February 9, 2017 — November 4, 2024

faster pussycat
premature optimization
python
UI
Figure 1

The python-derived entrant in the scientific workbook field is called jupyter.

Interactive “notebook” computing for various languages; python/julia/R/whatever plugs into the “kernel” interface. Jupyter allows easy(ish) online-friendly worksheets, which are both interactive and easy to export for static online use. This is handy. Handy enough that it’s sometimes worth the many rough spots, and so I conquer my discomfort and use it.

1 Why jupyter?

What does jupyter buy us? Is it worth the set-up time configuring this contraption?

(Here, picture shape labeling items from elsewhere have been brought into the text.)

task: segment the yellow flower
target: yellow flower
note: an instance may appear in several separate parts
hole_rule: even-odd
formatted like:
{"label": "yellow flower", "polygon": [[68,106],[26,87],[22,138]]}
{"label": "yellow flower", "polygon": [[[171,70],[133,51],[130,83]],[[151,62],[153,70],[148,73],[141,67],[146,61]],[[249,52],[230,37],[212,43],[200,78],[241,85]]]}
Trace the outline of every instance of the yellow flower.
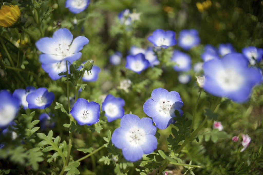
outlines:
{"label": "yellow flower", "polygon": [[20,14],[17,6],[3,6],[0,9],[0,26],[6,27],[12,26],[16,22]]}

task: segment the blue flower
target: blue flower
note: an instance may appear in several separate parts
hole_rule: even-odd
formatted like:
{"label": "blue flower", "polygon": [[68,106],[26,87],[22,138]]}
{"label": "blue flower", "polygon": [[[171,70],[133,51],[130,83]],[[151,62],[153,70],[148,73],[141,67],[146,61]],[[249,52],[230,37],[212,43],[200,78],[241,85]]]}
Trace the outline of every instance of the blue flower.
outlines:
{"label": "blue flower", "polygon": [[248,67],[248,61],[241,54],[229,54],[221,59],[205,62],[203,87],[211,94],[227,97],[238,102],[247,101],[252,88],[260,82],[258,70]]}
{"label": "blue flower", "polygon": [[126,59],[125,67],[138,74],[146,69],[150,65],[149,61],[142,53],[135,55],[127,55]]}
{"label": "blue flower", "polygon": [[[66,61],[64,60],[52,64],[42,63],[42,66],[44,70],[48,73],[48,75],[51,79],[53,80],[56,80],[63,76],[62,75],[59,75],[59,74],[62,72],[67,71],[66,65]],[[68,67],[69,73],[69,64],[68,64]]]}
{"label": "blue flower", "polygon": [[110,56],[110,63],[115,65],[119,65],[122,61],[122,54],[119,52],[115,52],[115,53]]}
{"label": "blue flower", "polygon": [[87,71],[85,70],[82,81],[95,81],[98,80],[99,77],[99,73],[100,71],[100,68],[98,66],[93,65],[90,72],[89,72],[88,74]]}
{"label": "blue flower", "polygon": [[50,105],[55,98],[52,92],[48,92],[45,88],[39,88],[27,96],[27,101],[29,109],[44,109]]}
{"label": "blue flower", "polygon": [[177,71],[186,72],[191,69],[192,60],[190,56],[178,50],[174,52],[171,60],[175,62],[174,69]]}
{"label": "blue flower", "polygon": [[175,36],[175,33],[173,31],[156,29],[148,39],[154,46],[167,49],[176,44]]}
{"label": "blue flower", "polygon": [[54,32],[52,38],[42,38],[37,41],[36,45],[43,53],[39,55],[41,63],[50,64],[67,60],[70,62],[77,60],[82,54],[79,52],[89,40],[80,36],[73,39],[73,35],[68,29],[60,29]]}
{"label": "blue flower", "polygon": [[235,52],[234,47],[231,43],[221,44],[218,46],[218,53],[222,56],[229,53]]}
{"label": "blue flower", "polygon": [[195,29],[185,29],[179,33],[178,45],[185,50],[197,45],[200,42],[198,31]]}
{"label": "blue flower", "polygon": [[6,90],[0,91],[0,127],[4,127],[14,119],[20,101]]}
{"label": "blue flower", "polygon": [[73,13],[79,13],[87,8],[90,2],[90,0],[67,0],[65,7]]}
{"label": "blue flower", "polygon": [[98,103],[80,98],[76,101],[70,113],[80,125],[91,125],[99,121],[99,107]]}
{"label": "blue flower", "polygon": [[150,119],[140,119],[135,115],[126,114],[120,120],[120,127],[113,132],[112,141],[122,149],[125,159],[135,162],[141,158],[144,154],[149,154],[157,148],[156,132]]}
{"label": "blue flower", "polygon": [[102,109],[105,111],[105,116],[108,121],[110,122],[123,117],[123,107],[125,104],[125,101],[122,98],[115,97],[110,94],[107,95],[102,103]]}
{"label": "blue flower", "polygon": [[259,62],[262,59],[263,49],[249,46],[242,49],[242,53],[249,61],[250,64],[254,65],[256,62]]}
{"label": "blue flower", "polygon": [[176,116],[174,114],[175,110],[179,111],[181,115],[183,115],[183,111],[180,108],[184,103],[177,92],[169,92],[159,88],[153,91],[151,97],[152,98],[148,99],[144,103],[143,111],[153,118],[158,128],[165,129],[170,123],[175,122],[173,118]]}
{"label": "blue flower", "polygon": [[27,96],[29,94],[36,90],[34,86],[28,86],[26,88],[26,90],[17,89],[15,90],[13,93],[13,96],[17,98],[20,100],[20,104],[23,105],[25,109],[28,108],[28,103],[27,101]]}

It took me a long time to realise that part of the answer to the first question is that jupyter is a de facto standard for running remote computation jobs interactively. The browser-based, network-friendly jupyter notebook is a natural, easy way to execute tedious computations on some other computer somewhere else, with some kind of a paper trail. In particular, it is much better over unreliable networks than are remote terminals or remote desktops, because the client/server architecture doesn’t need to do so many round-trips to get the code output back to the user. A good feature of jupyter (maybe its best) is a kind of re-designed network terminal. Certainly, if what we need to do could be executed over remote desktop or jupyter, jupyter is going to be less awful over laggy network connections, when every mouse click and keystroke involves waiting and twiddling your fingers.

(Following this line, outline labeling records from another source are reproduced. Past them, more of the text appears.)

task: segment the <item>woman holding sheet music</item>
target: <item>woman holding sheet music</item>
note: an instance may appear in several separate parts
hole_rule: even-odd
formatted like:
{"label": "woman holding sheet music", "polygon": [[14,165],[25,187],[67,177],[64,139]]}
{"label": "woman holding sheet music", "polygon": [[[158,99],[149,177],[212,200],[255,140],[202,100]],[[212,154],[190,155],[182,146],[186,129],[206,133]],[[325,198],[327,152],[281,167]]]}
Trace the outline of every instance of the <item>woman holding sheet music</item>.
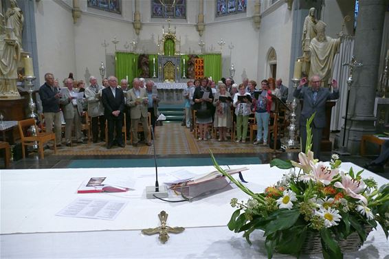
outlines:
{"label": "woman holding sheet music", "polygon": [[214,95],[214,127],[219,129],[219,141],[226,140],[227,128],[231,128],[231,95],[227,91],[225,85],[219,85],[219,93]]}
{"label": "woman holding sheet music", "polygon": [[235,107],[235,114],[236,115],[236,143],[238,143],[241,140],[242,140],[242,143],[246,142],[249,115],[252,113],[251,105],[252,98],[250,94],[246,92],[246,88],[243,84],[239,85],[238,91],[234,96],[234,107]]}
{"label": "woman holding sheet music", "polygon": [[[263,80],[260,82],[262,91],[259,94],[258,99],[254,100],[253,113],[255,112],[256,120],[257,131],[256,139],[254,142],[254,145],[259,144],[263,139],[263,144],[267,144],[267,133],[269,131],[269,118],[270,117],[270,110],[271,109],[271,91],[269,89],[269,82],[267,80]],[[263,128],[263,136],[262,129]]]}
{"label": "woman holding sheet music", "polygon": [[208,79],[204,78],[201,80],[200,87],[196,87],[193,94],[196,110],[196,123],[200,126],[200,136],[199,140],[207,140],[208,125],[212,122],[212,102],[213,94],[210,87],[208,87]]}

What else? People make UX arguments, e.g. that jupyter is friendly and supports interactive plots and so on. I am personally ambivalent about those arguments. Jupyter can do some things better than the console. That artificially restricted comparison should not reassure us; we are not limited to the console. On the other hand, most things that jupyter does, it does worse than a proper IDE or decent code editor. Sometimes those other tools are not available on, say, the local HPC cluster or cloud compute environment, and then this becomes a relevant advantage. Usually though, we can install VS Code Remote, unless we have angered the sysadmins.

But for now the main takeaway, I think, is that if, like me, you are confused by jupyter enthusiasts claiming it is “easy” or “fun”, it may make more sense if you mentally append the proviso “…in comparison to some other horrible thing which I was forced to use by ignorance or circumstance several years ago.”

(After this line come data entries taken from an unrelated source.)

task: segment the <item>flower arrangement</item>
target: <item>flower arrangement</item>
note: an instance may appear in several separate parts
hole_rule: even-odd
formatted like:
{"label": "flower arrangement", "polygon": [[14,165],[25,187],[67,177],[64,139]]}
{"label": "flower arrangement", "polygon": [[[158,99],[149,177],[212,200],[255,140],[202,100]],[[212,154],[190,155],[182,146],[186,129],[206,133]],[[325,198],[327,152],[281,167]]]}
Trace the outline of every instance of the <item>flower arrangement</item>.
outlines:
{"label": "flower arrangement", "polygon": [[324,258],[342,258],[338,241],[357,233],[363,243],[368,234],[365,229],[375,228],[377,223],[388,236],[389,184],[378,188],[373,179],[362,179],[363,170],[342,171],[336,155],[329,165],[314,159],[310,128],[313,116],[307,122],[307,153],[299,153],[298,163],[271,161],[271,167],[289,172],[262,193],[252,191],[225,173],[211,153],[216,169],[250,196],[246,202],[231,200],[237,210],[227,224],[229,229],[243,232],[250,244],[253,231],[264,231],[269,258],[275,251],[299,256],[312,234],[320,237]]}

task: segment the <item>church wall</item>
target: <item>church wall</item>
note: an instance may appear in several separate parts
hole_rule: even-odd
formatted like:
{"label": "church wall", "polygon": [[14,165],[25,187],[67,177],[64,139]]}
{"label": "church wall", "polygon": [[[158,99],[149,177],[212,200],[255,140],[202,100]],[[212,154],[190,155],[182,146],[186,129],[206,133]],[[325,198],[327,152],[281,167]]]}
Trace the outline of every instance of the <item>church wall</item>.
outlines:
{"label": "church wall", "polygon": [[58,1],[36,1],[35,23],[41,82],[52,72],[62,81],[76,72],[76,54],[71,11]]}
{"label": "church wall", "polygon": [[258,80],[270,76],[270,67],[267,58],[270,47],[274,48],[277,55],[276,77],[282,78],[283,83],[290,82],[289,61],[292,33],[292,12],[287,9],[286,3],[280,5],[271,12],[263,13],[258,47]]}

There are other comparisons to make — some like jupyter as a documentation format/literate coding environment. Once again, sure, it is better than text files. But then, Quarto is more portable, VS Code notebook mode versions better etc.

We can generically answer “Is it worth it?” with “That depends on the alternatives. Jupyter is adequate, and commonly available.”

2 Alternatives

My ambivalence about jupyter leads me to consider when it is worth considering other options for interactive code execution in python.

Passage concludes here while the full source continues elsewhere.